A representação foi apresentada pelo deputado federal Rogério Correia e pelo grupo Prerrogativas. Segundo os autores, a produção cinematográfica pode ultrapassar o campo cultural e assumir caráter de propaganda política, principalmente diante da pré-campanha do senador Flávio Bolsonaro.
No documento enviado ao TSE, os aliados do PT apontam suspeitas envolvendo a origem dos recursos utilizados na produção do longa, estimado em cerca de R$ 61 milhões. Entre as possíveis irregularidades mencionadas estão lavagem de dinheiro, evasão de divisas e utilização indireta de recursos empresariais para fins eleitorais.
A ação cita reportagens divulgadas pelo theintercept.com com mensagens e áudios atribuídos a Flávio Bolsonaro. Segundo as denúncias, o senador teria buscado apoio financeiro junto ao banqueiro Daniel Vorcaro para viabilizar o projeto cinematográfico. Parte dos valores, conforme a representação, teria circulado por meio da conta de um advogado ligado à produção.
Os autores da ação também argumentam que a proximidade entre o lançamento do filme e o calendário eleitoral amplia o risco de utilização da obra como instrumento de campanha, por meio de divulgação em cinemas, entrevistas, redes sociais e plataformas digitais.

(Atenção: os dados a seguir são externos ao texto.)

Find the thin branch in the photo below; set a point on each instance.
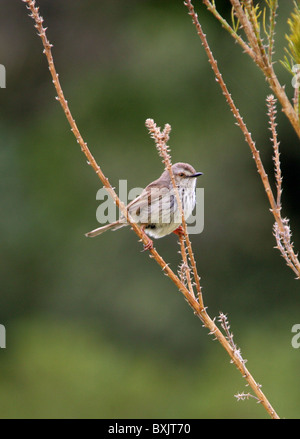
(248, 137)
(195, 303)
(259, 56)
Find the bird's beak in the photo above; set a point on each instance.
(196, 175)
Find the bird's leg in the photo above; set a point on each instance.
(149, 245)
(179, 231)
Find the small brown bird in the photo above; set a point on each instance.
(156, 209)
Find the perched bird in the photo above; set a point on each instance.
(156, 209)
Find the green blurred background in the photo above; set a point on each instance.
(93, 327)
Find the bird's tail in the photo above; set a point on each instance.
(113, 226)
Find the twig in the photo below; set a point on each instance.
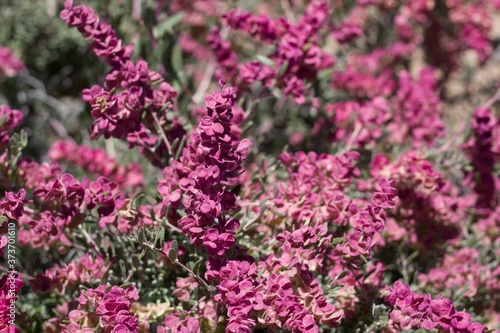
(492, 100)
(178, 263)
(162, 133)
(89, 239)
(205, 82)
(168, 224)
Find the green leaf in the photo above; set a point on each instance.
(167, 25)
(140, 236)
(177, 63)
(341, 274)
(137, 200)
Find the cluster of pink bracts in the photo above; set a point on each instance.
(301, 246)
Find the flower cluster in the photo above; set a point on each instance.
(108, 308)
(414, 311)
(131, 92)
(297, 49)
(9, 64)
(97, 162)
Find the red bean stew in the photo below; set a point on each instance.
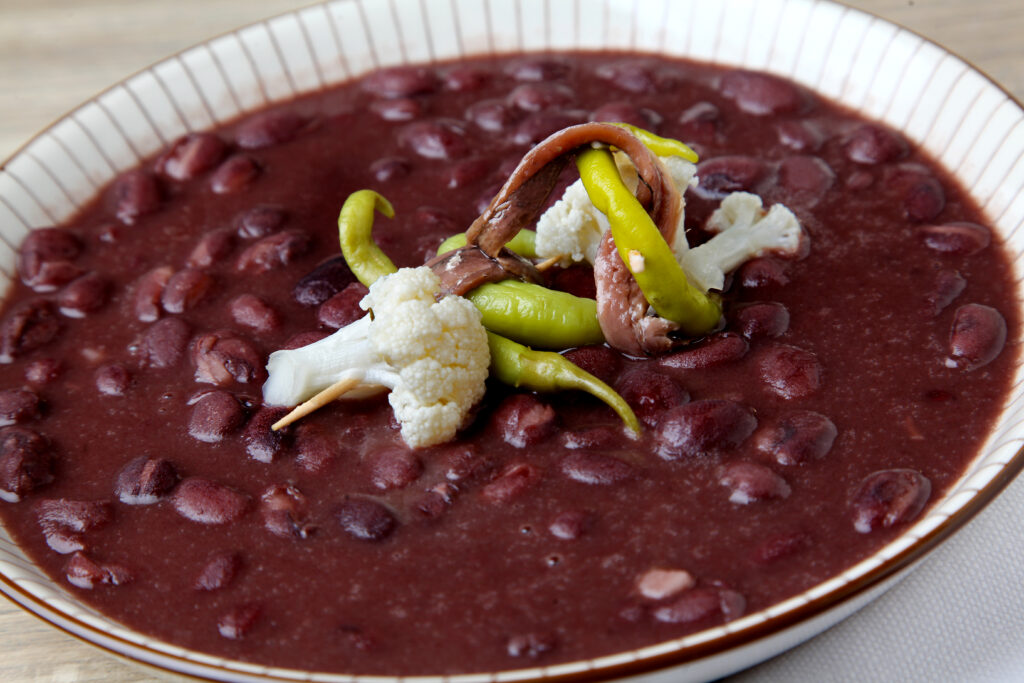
(846, 391)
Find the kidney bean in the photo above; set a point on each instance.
(45, 259)
(394, 467)
(650, 393)
(274, 251)
(798, 437)
(600, 360)
(185, 290)
(215, 415)
(286, 512)
(190, 155)
(390, 168)
(889, 498)
(233, 174)
(595, 468)
(806, 175)
(523, 420)
(400, 82)
(17, 406)
(946, 286)
(144, 480)
(871, 144)
(762, 319)
(239, 622)
(207, 502)
(790, 372)
(268, 129)
(260, 221)
(750, 482)
(511, 482)
(148, 290)
(716, 350)
(441, 138)
(761, 94)
(570, 524)
(978, 335)
(164, 342)
(134, 195)
(218, 572)
(366, 519)
(530, 645)
(723, 175)
(958, 238)
(800, 135)
(343, 307)
(778, 547)
(701, 428)
(624, 112)
(82, 571)
(31, 325)
(220, 357)
(658, 584)
(113, 380)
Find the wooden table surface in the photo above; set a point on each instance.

Como precedente, a representação menciona uma decisão do TSE nas eleições de 2022, quando a Corte suspendeu a divulgação do documentário “Quem mandou matar Jair Bolsonaro?”, produzido pela brasilparalelo.com.br durante o período eleitoral.
Aliados de Flávio Bolsonaro reagiram à iniciativa classificando o pedido como tentativa de censura prévia. A defesa compara o caso ao desfile da escola de samba Acadêmicos de Niterói em homenagem a Lula, exibido em TV aberta e realizado com recursos públicos. Segundo esse entendimento, impedir a estreia do filme representaria tratamento desigual entre manifestações culturais ligadas a diferentes grupos políticos.
Até o momento, o Tribunal Superior Eleitoral ainda não se pronunciou oficialmente sobre o pedido.